すべての少女に「衣食住」と「関係性」を!(女子高生サポートセンターCoiabo代表 仁藤夢乃)
子どもの性の商品化に寛容な日本社会
売春する中高生について、どんなイメージを持っていますか。ある大学の授業でそう
投げかけると、こんな言葉が返ってきました。「快楽のため」「その場限りの考えで」
「遊ぶ金ほしさに」「自分も街で誘われたことがあるが断ったから、やる人はやりた
くてやっているのだと思う」「そんな友だちはいなかったから、わからない」「正直、
そんな人と関わりたくない」「どうしてそこまでやれるのか、理解できない」など。
そう答えた学生たちは、当事者には関わったことがないと言いました。
日本では、90年代から、児童買春について「遊ぶ金欲しさに」「気軽に足を踏み入れ
る少女たち」という文脈で、時には大人から少女への援助であるかのように語られ続
けてきました。そこにあるのは「援助」や「交際」ではなく、「暴力」と「支配」の
関係ですが、お金を介することで、子どもへの性暴力を正当化しようとする人が多い
ことも日々感じています。
「ブルセラブーム」などとし、少女が積極的に、自分のアイデンティティとして性を
売っているという取り上げ方が大々的になされた時代がありましたが、今、Colaboに
は、当時高校生だった女性たちから「自分も本当は苦しかったんだ」「貧困や性虐待
などからそうせざるを得ない状況があったのだ」という声が届いています。

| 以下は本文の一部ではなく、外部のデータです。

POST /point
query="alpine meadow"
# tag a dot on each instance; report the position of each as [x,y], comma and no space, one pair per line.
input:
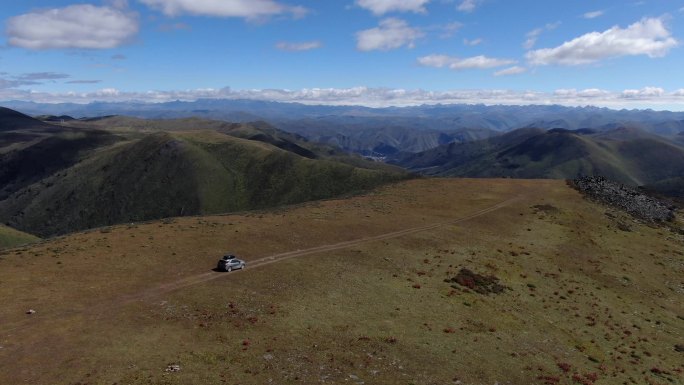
[400,192]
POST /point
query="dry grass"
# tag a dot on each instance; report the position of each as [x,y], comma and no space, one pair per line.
[589,303]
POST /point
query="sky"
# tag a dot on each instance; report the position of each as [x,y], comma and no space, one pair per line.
[619,54]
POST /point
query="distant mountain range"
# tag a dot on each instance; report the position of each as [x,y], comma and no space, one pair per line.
[627,155]
[56,179]
[381,131]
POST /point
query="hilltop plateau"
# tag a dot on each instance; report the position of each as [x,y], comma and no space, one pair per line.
[432,281]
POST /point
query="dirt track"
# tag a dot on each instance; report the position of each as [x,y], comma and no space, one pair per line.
[106,306]
[209,276]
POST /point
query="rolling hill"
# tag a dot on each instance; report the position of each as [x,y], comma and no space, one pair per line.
[10,238]
[627,155]
[383,131]
[86,176]
[429,281]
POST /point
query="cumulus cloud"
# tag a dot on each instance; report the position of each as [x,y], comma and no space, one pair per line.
[468,5]
[648,37]
[390,34]
[248,9]
[455,63]
[593,14]
[472,42]
[510,71]
[43,76]
[644,93]
[84,81]
[450,29]
[371,97]
[298,47]
[381,7]
[81,26]
[534,34]
[175,27]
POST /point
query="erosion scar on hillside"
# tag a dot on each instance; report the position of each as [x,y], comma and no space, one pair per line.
[209,276]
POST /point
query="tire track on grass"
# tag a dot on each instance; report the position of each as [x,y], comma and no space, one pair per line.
[101,310]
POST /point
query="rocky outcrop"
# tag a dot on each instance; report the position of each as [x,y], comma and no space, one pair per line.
[625,198]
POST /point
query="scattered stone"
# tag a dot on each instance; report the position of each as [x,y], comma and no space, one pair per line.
[478,283]
[625,198]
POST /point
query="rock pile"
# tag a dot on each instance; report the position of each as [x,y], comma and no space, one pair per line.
[478,283]
[625,198]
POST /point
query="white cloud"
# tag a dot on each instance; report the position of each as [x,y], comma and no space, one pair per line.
[373,97]
[534,34]
[455,63]
[390,34]
[296,47]
[646,37]
[76,26]
[449,30]
[468,5]
[472,42]
[510,71]
[644,93]
[381,7]
[593,14]
[248,9]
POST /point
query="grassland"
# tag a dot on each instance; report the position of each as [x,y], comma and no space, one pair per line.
[592,299]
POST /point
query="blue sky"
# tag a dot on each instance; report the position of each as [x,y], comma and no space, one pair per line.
[371,52]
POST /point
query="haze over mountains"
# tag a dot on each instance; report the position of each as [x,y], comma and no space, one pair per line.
[381,131]
[61,174]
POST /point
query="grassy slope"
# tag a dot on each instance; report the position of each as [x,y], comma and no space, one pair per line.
[627,155]
[184,173]
[584,296]
[10,237]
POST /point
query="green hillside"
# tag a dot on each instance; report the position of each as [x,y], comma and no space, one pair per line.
[627,155]
[10,237]
[167,174]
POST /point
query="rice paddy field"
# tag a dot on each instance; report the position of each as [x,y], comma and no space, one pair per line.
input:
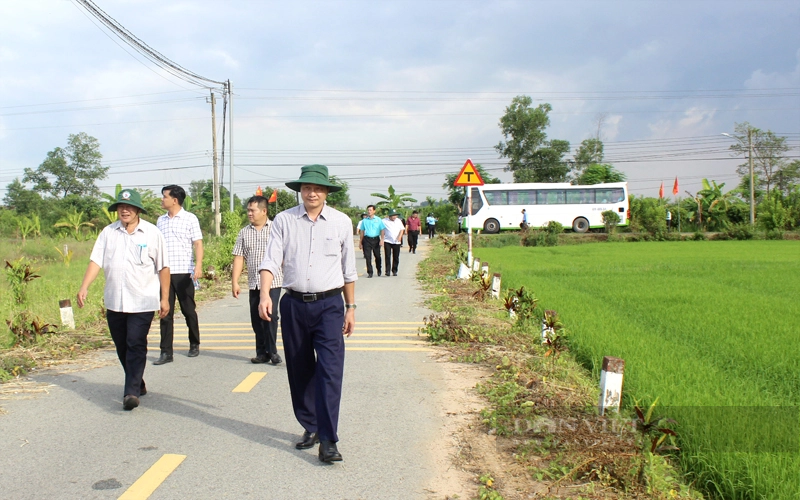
[711,329]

「売る・
売らない」という自己責任論で語ることで、苦しんでいた女性たちの声がかき消され
てきたのだと感じています。買う側の存在や性暴力、子どもの傷つきやケアに目を向
けなければならないと思っています。
2015年の夏、16歳の少女が売春防止法5条の勧誘罪で逮捕されました。少女は高校を中
退し、家に帰らず半年間、居所不明で、任意の事情聴取ができないことから逮捕に踏
み切ったと警察は発表。多くのメディアが「少女は遊ぶ金欲しさに売春し、得た金を
洋服や映画代にしていた」と報じました。しかし、私は彼女には、家に帰れない、帰
りたくない理由があったのではないかと想像しています。半年間生活するには衣類や
映画などの娯楽も必要ですが、それだけではないはずです。私は「売春で得た金を食
費や生活費、学費、給食費や修学旅行費にしていた」という中高生と出会っています
が、そのような話を取り上げた報道は目にしたことはありません。
ある中学生は、父親に殴られ裸足で家を飛び出しました。真冬の深夜2時ごろ、小さな
街中にある階段に座っていると、男に声をかけられ、事情を話すと、コンビニでおに
ぎりを買ってくれ、手を握られて「まずいと思ったが、怖くて抵抗できなかった」と
言います。男の家に着き、おにぎりを食べると「歯磨きかお風呂、どっちかやる?」と
聞かれ、断ったが強姦されました。初めての性行為でした。「声をかけて来るのは、
そういう男の人だけだった。寝たくてもどこで寝たらいいか分からないし、頼れるの
はその人たちだけだった」と言います。